In lieu of the regular season, Laker Nation has decided to take you back through Laker history to recap important games, record-breaking performances and memorable news from the past 64 years of the franchise. We understand that it’s not the basketball you may have been hoping for, but for the time being, it’s the closest we’ll get to reading about the Lakers on a basketball court.
NOVEMBER 12, 1967
CHICAGO BULLS 96 – LA LAKERS 97
LAKERS OVERCOME EIGHT POINT DEFICIT IN FINAL TWO MINUTES TO UPEND HAPLESS BULLS
At 6-5, the 1967-68 Lakers were still trying to transition without their team’s star point guard Jerry West. West would only play 51 games that season due to a leg injury, forcing coach Bill van Breda Kolff to put third-year guard Gail Goodrich into the starting lineup. Goodrich would go on to play 79 games that season, providing a level of play that would cause the expansion Phoenix Suns to draft Goodrich in the 1968 NBA expansion draft.
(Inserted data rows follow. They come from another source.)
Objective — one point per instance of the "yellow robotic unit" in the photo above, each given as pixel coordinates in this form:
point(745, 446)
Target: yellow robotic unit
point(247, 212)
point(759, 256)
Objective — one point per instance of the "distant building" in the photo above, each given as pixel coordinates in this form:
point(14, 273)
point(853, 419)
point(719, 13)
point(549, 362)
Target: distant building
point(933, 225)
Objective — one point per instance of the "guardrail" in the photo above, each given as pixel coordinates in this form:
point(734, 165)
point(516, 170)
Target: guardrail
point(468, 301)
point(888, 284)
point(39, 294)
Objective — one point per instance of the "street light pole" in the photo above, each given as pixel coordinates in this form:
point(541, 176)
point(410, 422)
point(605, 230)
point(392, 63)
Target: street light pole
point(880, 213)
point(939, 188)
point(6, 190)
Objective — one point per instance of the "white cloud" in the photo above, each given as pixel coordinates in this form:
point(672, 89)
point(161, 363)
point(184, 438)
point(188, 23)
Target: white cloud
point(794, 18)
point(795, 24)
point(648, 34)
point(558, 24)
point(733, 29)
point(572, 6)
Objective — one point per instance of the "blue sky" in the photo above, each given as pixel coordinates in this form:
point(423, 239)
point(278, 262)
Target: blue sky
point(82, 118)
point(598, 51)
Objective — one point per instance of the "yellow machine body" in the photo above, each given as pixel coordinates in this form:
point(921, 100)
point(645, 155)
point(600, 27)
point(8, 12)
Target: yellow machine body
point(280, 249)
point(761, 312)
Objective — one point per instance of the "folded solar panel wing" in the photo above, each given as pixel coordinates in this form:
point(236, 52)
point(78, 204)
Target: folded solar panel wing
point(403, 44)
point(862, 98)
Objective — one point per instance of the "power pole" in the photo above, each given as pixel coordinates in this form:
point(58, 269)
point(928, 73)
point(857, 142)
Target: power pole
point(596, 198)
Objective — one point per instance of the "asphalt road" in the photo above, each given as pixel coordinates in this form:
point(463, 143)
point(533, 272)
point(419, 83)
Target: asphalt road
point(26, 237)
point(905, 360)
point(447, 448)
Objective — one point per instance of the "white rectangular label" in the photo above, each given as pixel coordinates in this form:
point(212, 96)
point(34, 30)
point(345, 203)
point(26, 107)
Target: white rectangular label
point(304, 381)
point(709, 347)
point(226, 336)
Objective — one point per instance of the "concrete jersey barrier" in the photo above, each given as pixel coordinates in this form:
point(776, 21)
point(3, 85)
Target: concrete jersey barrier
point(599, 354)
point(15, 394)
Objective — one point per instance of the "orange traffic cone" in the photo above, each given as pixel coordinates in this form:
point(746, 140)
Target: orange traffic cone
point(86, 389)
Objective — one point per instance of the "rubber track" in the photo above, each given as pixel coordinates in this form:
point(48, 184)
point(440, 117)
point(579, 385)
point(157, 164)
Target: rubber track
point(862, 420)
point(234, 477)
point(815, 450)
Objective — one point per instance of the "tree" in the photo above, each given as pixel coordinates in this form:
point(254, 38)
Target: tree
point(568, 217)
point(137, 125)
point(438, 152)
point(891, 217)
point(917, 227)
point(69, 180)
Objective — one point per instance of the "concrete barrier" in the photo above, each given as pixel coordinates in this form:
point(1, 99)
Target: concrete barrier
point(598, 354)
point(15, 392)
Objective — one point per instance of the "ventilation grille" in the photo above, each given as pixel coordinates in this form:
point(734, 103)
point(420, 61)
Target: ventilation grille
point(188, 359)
After trailing for most of the game, Goodrich and fellow Laker Mel Counts would combine for for 14 points in the final 110 seconds, sending the Bulls to the line five times. The Bulls would shoot 3-of-9 from the foul line, allowing the Lakers to call timeout with two seconds remaining down 96-95. The inbound pass would go out of bounds, but not before referee Earl Strom would whistle Bulls player Reggie Harding for an off-the-ball foul, allowing Mel Counts to go to the line for two free throws to ice the game. Counts would make both foul shots, and with time expiring on a desperation heave, the Lakers would eke out a 97-96 win, with Goodrich and Counts combining for 34 points in the contest.
The loss, followed by another 124-115 loss to the Lakers three nights later would push the Chicago Bulls to 1-13 and last place in the Western Division. Injuries would continue to plague the Lakers with inconsistency, as they would fall to .500 at 22-22 midway through the season.
Quote of the Night: “It was utterly ridiculous. I’ve seen some close ones in my time, but nothing like this. I gave up a half-dozen times, figuring it was just one of those nights.” -Former Lakers coach Bill van Breda Kolff on his team’s comeback performance – From the LA Times, Nov. 13, 1967.